Showed me U.S. Defense Department credentials.
I hit SEND and waited, checking my watch, making a mental note of the time. Sergei was a night owl, but the time difference made it close to four in the morning in the Islands. I’d give him half an hour, and if I hadn’t heard anything by then, I’d check back later.
Showed U.S. Defense Department credentials, I thought. But Valsamis hadn’t really, had he? What he’d shown me had been a business card, ink on paper. Something even Graça Morais could have done. There’d been the photographs as well, and more than that, there had been everything Valsamis knew. My story at his fingertips.
You can’t just act the part,
my father had told me once, early on.
You have to be the part.
I drummed my fingers on the desk and sat back in my chair, glancing around the café. Graça had found a free computer and was hunched intently over the keyboard. Stupid, I thought, cursing her silently. I got up and shrugged out of my coat, then laid it on my chair to keep my place and made my way toward Graça.
“What the fuck do you think you’re doing?” I asked.
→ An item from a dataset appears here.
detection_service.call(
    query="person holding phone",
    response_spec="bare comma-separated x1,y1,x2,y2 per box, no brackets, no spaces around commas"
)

She looked up at me and blinked, then motioned to the screen. “I did a search for al-Rashidi,” she said.
“Well?”
“I found an Ibrahim al-Rashidi, but he’s not exactly the one we’re looking for.”
“What do you mean, ‘not exactly’?”
“Evidently his son is quite popular. He’s an orthopedic surgeon in the U.S.”
I looked at her quizzically, and she moved aside to give me a better look at the monitor. “See for yourself.”
I bent down and peered at the article on the screen. It was a puff piece from
The Seattle Times,
a Sunday feature on the city’s most eligible bachelors. An architect, a chef, a football player, and an orthopedic surgeon, Ibrahim al-Rashidi. There were pictures of the men, each well groomed and likable-looking, each smiling his flawless smile. Each a perfect combination of looks and ambition, the marrying type. I skimmed through the text, the cursor passing the first three stories, slowing at al-Rashidi’s.
“Here,” Graça said, setting her finger against the screen.
Dr. al-Rashidi was born in Iraq,
the sentence she’d picked out began,
where his father was a high-ranking member of Saddam Hussein’s government. Al-Rashidi lived a privileged life, his childhood split between homes in Beirut and Baghdad.